Open Access News

News from the open access movement


Saturday, October 07, 2006

An odd, hidden, permissible new copy of the research literature

Emerald Group Publishing will share its published articles with a plagiarism detection service.  From its October 5 announcement:

Emerald is proud to announce its recent partnership with iParadigms, LLC, developers of the Turnitin plagiarism detection [software]...The Turnitin service has been expanded to include Emerald content since 25 September. This innovative move reinforces Emerald’s proactive stance on plagiarism....

Malik AboRashid, Senior Director of Business Development, from iParadigms says, “This is the first agreement we have signed with a primary academic journal publisher. This ‘industry first’ confirms Emerald’s commitment to supporting integrity in scholarship and their position as a publisher of high quality research....”

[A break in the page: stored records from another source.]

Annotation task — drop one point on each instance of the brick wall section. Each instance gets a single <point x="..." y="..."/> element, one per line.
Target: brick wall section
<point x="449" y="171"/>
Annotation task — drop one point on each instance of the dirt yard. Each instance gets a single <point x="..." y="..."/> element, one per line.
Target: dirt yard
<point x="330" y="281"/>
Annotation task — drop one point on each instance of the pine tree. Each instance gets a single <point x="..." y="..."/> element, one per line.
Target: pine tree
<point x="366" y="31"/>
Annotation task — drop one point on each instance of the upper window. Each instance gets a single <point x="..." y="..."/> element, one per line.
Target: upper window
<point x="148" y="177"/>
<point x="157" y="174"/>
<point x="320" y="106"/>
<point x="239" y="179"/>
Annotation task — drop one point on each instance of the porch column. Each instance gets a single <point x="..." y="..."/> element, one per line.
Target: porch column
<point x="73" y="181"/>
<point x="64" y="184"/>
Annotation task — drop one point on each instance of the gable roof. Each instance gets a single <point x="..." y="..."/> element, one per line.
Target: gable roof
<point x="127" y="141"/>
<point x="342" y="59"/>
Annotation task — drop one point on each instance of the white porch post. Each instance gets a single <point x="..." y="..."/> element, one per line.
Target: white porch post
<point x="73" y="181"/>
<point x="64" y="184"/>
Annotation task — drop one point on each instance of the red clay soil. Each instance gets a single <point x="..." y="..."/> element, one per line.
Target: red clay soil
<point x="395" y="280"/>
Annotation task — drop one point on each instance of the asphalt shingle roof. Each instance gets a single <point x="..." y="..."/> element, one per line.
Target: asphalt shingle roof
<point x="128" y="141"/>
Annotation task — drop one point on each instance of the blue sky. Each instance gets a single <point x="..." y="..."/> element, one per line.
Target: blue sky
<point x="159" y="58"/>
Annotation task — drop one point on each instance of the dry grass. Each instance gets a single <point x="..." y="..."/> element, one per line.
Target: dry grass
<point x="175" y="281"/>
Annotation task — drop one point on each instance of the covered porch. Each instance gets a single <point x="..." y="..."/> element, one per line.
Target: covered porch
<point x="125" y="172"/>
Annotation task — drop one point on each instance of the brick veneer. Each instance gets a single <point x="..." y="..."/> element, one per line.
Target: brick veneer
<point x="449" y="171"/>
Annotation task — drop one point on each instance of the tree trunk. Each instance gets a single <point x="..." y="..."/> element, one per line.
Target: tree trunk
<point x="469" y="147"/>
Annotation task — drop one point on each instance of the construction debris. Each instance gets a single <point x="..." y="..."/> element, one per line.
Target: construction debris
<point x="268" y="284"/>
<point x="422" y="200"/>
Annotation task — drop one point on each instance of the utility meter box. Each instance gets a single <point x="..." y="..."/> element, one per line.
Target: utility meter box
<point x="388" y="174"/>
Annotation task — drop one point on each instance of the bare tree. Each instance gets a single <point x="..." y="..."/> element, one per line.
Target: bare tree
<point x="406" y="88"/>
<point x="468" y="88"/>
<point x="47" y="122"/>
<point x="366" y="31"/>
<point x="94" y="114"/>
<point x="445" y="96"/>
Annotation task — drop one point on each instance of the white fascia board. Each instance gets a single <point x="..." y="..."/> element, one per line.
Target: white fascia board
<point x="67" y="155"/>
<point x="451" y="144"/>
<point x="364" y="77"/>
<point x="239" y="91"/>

Comment.  Emerald will make its published articles available to Turnitin.  (It's unclear whether Turnitin will pay anything for them.)  If other publishers follow suit, then Turnitin will slowly develop an alternative copy of the research corpus.  It won't be accessible to the public, but it will be available for processing by Turnitin and its customers.  Note that this is just what Google, Yahoo, Microsoft and other search engines are seeking.  I have no beef with publishers who strike deals with Turnitin, even if they don't have author consent.  (Published articles, OA or non-OA, have always been susceptible to various forms of plagiarism detection.)  But any publisher willing to make its corpus available for Turnitin indexing should certainly make it available for search indexing as well.  Otherwise the signal is:  we're willing to take an extra step to punish the misuse of our literature but not to promote the use of it.